“Walka z korupcją wymaga przebudzenia religijnego, moralnego i kulturowego społeczeństwa”
– stwierdził abp Thomas Menamparampil. Ordynariusz diecezji Guwahati wystosował list
pasterski, w którym wezwał do prawości w życiu publicznym. Wcześniej (10-13 września)
przewodniczył on dorocznej sesji duszpasterskiej Kościoła w północno-wschodnich Indiach.
Region ten obejmuje osiem stanów. W trzech z nich dominują chrześcijanie. Zdaniem
hierarchy powinni oni dostrzec swoją odpowiedzialność za zjawisko korupcji, która
opóźnia rozwój gospodarczy i społeczny.
Kościół nie chce wzniecać kampanii
wzajemnych oskarżeń, a pragnie jedynie zachęcić do podjęcia wspólnych działań zmierzających
do położenia jej kresu.

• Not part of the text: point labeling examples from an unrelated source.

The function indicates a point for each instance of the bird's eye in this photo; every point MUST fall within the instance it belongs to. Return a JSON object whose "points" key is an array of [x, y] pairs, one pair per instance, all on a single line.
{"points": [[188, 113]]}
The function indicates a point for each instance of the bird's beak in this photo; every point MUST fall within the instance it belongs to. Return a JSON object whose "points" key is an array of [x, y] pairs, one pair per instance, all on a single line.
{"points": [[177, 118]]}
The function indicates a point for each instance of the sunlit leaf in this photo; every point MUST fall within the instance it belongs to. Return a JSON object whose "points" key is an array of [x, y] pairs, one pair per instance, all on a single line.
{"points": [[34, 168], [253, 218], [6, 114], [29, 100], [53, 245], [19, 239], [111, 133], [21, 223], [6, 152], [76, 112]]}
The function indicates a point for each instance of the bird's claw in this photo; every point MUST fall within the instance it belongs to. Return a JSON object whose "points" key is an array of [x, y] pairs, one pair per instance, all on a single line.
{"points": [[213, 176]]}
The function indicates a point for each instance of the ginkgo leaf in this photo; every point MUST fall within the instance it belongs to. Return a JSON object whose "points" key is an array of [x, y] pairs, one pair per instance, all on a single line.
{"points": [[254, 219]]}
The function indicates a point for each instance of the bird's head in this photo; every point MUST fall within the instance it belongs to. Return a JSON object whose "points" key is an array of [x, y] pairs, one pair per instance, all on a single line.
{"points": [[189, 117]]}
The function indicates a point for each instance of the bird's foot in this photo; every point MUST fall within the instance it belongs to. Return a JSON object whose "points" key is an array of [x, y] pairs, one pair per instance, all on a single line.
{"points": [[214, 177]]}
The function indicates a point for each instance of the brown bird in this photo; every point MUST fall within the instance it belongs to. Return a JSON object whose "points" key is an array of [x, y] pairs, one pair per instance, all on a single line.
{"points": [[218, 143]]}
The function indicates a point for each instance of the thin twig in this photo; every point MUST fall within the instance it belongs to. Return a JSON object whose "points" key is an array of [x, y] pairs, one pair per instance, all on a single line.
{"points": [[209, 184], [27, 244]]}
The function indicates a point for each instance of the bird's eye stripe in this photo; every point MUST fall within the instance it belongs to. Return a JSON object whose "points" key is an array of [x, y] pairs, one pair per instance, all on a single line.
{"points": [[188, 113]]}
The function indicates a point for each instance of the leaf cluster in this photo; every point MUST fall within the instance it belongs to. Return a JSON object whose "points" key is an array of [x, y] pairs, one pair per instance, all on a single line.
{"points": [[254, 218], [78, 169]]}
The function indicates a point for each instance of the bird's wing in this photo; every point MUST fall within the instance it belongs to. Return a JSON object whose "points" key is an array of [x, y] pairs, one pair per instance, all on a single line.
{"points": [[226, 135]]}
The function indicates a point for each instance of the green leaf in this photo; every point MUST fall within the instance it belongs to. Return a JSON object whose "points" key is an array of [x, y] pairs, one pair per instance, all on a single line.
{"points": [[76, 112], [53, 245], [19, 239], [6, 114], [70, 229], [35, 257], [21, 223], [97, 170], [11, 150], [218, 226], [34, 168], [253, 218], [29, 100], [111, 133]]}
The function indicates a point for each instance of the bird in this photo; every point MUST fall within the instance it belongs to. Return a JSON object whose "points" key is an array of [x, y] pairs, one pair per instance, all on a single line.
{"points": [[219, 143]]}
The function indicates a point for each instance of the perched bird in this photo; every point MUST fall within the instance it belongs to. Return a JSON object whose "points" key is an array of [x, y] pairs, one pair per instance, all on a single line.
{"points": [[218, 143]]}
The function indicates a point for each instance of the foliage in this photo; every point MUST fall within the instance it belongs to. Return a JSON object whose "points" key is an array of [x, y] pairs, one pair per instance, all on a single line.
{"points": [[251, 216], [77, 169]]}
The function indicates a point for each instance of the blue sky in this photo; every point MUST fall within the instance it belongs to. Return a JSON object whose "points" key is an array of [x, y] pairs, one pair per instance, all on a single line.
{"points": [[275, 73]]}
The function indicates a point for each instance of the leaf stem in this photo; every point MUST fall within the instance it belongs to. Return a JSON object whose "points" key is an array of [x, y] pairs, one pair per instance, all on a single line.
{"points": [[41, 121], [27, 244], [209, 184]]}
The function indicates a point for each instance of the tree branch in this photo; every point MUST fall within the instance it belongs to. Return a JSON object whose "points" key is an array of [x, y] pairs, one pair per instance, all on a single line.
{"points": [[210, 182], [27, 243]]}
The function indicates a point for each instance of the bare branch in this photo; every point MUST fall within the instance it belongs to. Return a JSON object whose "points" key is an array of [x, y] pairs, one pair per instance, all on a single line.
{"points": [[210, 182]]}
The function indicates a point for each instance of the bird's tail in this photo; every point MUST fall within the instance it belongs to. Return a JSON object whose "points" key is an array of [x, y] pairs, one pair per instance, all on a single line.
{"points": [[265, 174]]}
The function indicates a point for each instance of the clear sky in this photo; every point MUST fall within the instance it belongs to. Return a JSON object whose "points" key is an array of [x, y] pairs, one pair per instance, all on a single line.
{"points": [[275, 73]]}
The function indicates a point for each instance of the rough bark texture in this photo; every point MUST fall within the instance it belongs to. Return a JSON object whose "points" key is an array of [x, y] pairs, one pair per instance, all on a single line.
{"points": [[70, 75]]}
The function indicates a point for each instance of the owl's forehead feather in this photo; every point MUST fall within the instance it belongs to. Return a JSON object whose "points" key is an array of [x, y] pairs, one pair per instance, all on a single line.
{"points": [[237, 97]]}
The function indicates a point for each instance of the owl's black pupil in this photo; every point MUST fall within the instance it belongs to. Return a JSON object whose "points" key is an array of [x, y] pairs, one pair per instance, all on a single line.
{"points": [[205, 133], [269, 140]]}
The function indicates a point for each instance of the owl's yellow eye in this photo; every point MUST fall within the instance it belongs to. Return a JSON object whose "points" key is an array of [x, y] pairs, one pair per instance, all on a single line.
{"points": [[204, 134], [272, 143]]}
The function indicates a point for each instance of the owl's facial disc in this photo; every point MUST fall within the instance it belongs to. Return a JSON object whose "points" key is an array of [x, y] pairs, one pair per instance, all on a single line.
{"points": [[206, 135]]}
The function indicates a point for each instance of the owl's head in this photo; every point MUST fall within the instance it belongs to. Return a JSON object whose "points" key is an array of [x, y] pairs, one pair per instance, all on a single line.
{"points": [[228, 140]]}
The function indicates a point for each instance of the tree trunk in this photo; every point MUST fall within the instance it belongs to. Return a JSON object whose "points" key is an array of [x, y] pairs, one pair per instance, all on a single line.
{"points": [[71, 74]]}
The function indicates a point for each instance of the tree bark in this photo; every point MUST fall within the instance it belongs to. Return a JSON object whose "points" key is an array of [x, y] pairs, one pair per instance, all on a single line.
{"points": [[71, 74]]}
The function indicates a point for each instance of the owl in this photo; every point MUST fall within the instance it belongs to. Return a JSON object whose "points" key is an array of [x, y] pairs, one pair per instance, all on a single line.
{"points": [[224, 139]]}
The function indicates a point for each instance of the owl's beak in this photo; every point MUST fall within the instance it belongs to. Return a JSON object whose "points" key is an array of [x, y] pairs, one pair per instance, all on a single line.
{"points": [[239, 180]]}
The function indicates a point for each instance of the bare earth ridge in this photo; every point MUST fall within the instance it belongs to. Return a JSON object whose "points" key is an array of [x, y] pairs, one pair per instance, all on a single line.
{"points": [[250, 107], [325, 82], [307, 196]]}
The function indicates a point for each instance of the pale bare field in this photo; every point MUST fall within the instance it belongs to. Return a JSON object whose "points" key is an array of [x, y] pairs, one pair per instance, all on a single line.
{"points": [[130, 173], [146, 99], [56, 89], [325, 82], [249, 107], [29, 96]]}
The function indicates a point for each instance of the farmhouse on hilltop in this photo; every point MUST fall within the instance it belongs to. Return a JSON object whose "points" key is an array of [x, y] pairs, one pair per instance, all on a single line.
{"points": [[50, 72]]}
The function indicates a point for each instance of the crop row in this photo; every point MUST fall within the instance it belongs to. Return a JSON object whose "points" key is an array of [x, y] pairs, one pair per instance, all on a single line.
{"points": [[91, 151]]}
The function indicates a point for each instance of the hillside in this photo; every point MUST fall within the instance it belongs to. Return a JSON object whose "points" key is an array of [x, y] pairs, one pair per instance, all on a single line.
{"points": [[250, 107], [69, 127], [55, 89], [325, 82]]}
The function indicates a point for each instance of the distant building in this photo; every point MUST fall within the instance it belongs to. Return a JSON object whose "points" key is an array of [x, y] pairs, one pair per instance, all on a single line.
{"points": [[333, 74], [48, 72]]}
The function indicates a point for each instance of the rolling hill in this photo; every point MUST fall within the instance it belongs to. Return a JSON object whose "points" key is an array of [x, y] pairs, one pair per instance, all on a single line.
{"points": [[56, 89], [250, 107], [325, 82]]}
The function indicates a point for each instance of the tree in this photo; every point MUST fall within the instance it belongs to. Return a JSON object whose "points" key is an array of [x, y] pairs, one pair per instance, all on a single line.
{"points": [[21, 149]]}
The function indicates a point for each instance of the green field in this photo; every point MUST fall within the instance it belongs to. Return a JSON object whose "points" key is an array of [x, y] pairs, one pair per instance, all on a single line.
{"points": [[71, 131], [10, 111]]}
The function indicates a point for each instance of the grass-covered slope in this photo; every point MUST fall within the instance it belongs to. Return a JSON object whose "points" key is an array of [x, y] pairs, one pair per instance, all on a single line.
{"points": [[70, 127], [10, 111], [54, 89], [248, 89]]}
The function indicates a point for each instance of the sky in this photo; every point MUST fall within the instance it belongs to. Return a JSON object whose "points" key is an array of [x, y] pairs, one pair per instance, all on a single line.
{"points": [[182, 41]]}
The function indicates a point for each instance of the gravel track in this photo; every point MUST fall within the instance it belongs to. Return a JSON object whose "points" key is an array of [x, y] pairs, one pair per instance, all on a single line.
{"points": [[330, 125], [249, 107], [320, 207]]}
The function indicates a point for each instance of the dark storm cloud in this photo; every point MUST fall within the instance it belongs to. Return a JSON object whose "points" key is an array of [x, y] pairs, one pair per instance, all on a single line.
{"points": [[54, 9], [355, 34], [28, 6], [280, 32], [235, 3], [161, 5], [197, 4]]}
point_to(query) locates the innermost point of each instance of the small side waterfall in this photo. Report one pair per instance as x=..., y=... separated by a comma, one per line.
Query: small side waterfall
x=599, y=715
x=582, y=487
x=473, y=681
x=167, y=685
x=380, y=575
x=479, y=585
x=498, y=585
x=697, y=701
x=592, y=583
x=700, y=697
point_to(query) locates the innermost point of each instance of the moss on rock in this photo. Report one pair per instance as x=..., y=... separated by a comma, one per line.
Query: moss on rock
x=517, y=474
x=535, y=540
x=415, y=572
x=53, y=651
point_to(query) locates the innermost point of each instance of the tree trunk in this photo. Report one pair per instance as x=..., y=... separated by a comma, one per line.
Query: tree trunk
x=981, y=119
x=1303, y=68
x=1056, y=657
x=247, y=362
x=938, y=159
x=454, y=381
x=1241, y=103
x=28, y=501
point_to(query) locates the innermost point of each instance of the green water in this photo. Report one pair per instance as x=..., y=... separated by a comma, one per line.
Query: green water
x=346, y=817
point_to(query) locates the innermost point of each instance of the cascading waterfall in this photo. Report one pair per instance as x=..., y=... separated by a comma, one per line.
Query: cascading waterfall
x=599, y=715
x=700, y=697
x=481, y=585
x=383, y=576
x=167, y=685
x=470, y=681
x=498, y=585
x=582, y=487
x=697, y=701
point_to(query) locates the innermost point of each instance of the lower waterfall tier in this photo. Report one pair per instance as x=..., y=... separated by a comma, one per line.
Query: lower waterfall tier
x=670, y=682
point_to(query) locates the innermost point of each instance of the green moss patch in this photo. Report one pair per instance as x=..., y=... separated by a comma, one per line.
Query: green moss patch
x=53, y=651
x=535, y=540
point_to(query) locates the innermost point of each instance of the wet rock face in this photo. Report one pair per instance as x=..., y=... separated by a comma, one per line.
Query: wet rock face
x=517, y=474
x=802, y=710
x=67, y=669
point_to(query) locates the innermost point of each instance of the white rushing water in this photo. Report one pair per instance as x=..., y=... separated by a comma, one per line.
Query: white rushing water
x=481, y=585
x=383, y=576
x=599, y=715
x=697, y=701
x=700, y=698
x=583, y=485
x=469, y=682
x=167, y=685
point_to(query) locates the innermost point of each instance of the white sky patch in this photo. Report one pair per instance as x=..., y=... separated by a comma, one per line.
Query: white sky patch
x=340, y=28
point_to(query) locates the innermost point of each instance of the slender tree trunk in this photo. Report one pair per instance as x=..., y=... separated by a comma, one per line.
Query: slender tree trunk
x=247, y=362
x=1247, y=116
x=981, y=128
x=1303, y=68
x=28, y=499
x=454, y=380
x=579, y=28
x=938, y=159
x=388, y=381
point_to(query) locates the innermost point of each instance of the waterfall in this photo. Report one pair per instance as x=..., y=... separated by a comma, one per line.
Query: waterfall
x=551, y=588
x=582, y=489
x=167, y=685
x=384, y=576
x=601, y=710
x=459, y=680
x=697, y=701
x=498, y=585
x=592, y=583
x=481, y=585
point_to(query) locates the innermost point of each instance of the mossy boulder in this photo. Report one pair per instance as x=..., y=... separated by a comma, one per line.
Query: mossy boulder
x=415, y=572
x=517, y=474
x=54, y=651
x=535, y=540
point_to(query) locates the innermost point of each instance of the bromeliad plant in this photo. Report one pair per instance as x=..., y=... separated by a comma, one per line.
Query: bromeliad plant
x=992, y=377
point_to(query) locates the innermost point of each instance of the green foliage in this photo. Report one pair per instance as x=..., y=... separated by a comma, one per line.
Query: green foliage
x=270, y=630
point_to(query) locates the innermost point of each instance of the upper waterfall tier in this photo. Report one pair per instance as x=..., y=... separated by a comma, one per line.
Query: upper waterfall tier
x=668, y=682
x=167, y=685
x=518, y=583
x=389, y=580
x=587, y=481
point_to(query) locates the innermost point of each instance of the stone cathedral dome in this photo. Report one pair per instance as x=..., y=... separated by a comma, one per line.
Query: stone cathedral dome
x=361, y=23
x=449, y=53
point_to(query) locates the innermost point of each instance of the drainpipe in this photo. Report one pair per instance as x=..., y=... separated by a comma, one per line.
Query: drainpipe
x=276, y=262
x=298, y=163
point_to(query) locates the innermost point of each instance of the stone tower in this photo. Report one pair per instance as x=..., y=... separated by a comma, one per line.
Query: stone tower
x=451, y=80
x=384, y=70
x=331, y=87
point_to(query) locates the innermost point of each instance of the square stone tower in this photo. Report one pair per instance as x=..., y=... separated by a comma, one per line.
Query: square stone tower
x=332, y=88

Abp Menamparampil jest przekonany, że walka z tym zjawiskiem
wymaga zaangażowania nie tylko urzędników, polityków czy przedsiębiorców, ale całego
społeczeństwa. Obywatele, stowarzyszenia czy organizacje pozarządowe powinny upominać
się o prawo do informacji. Wielką rolę odgrywają media, chociaż jak wykazują badania,
w Indiach poświęcają one problemowi korupcji jedynie 3% swego przekazu. Mimo, iż dużo
rozgłosu towarzyszy wiadomościom o poszczególnych skorumpowanych osobach czy instytucjach,
to brakuje dalszego, dogłębnego zainteresowania sprawą. Metropolita Guwahati przeciwstawia
się propozycjom wprowadzenia drakońskich kar. Podkreśla, że chociaż w Chinach powieszono
setki osób za korupcję nie udało się tam rozwiązać tego bolesnego problemu. Zgadza
się natomiast co do konieczności bardziej aktywnego działania powołanych do tego organów
państwa. Etyka musi stanowić część systemu edukacyjnego, aby dzieci i młodzież tworzyły
klimat społeczny, w którym nie ma zgody na korupcję – twierdzi abp Menamparampil.
Podczas
niedawnego spotkania Kościół w północno-wschodnich Indiach postanowił włączyć do programu
działania swych instytucji wychowanie etyczne. W jego ramach zostaną zainicjowane
programy formacyjne i szkolenie liderów. Będą też organizowane specjalne rekolekcje.